Esken, on the other hand, is the scapegoat for everything. And no one contradicts her. There is no outcry, no final word of solidarity, not even a symbolic "thank you." Instead: icy silence. And if there are, only watered-down comments: She is renouncing a ministerial post. A sentence straight out of PR hell, meant to create the impression that a deserving comrade is voluntarily stepping aside – unpretentious, unselfish, magnanimous. But a closer look reveals: It wasn't a resignation, it was a dismissal. On top of that, the wording sounds like something from an application letter for a volunteer position at a community college. In truth, the departure is a disempowerment that was announced. And a rather cowardly one at that.
Let's face it: Esken was never the party's darling, but she was also never primarily responsible for the disaster of the traffic light coalition government. During the traffic light coalition, Scholz and Klingbeil set the agenda, not her. Klingbeil, the far more articulate communicator, was able to develop into a strong man – someone who consolidates power in the background, cultivates networks, and finds a listening ear with Scholz and now also with future Chancellor Friedrich Merz . That he kept his own party in a kind of loyal coma for years while the government teetered between the traffic light coalition dispute and a loss of profile – no big deal. He was always in the shadows just in time when things got uncomfortable – and now he's ready for the spotlight.

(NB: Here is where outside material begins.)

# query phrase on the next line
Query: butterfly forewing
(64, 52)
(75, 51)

Saskia Esken: Demonstrated, abandoned, discarded, disposed ofThe fact that Saskia Esken is now being branded as the sole culprit for the entire traffic light debacle and chased out of power is therefore very one-sided. A cheap diversionary tactic. Esken is being presented as a pawn, abandoned, discarded, and disposed of.
Even within the parliamentary group, there's apparently no room left – it's set to be led by General Secretary Matthias Miersch , a textbook apparatchik. A functionary with a familiarity with the party's reputation, who, in terms of unpopularity, can certainly give Esken a run for his money – except that he gets along better with Klingbeil. And that's apparently enough these days to stay on top in the power game.
The party leader's only option is to exit through the back door. That she, of all people, who was never loved but always criticized for her principles, is now paying the price for policies she was never truly able to control is a bitter footnote in the history of the SPD. It could have been a clean exit, statesmanlike, harmonious, and as quiet as possible. In any case, what Esken still has left is a seat in the Bundestag.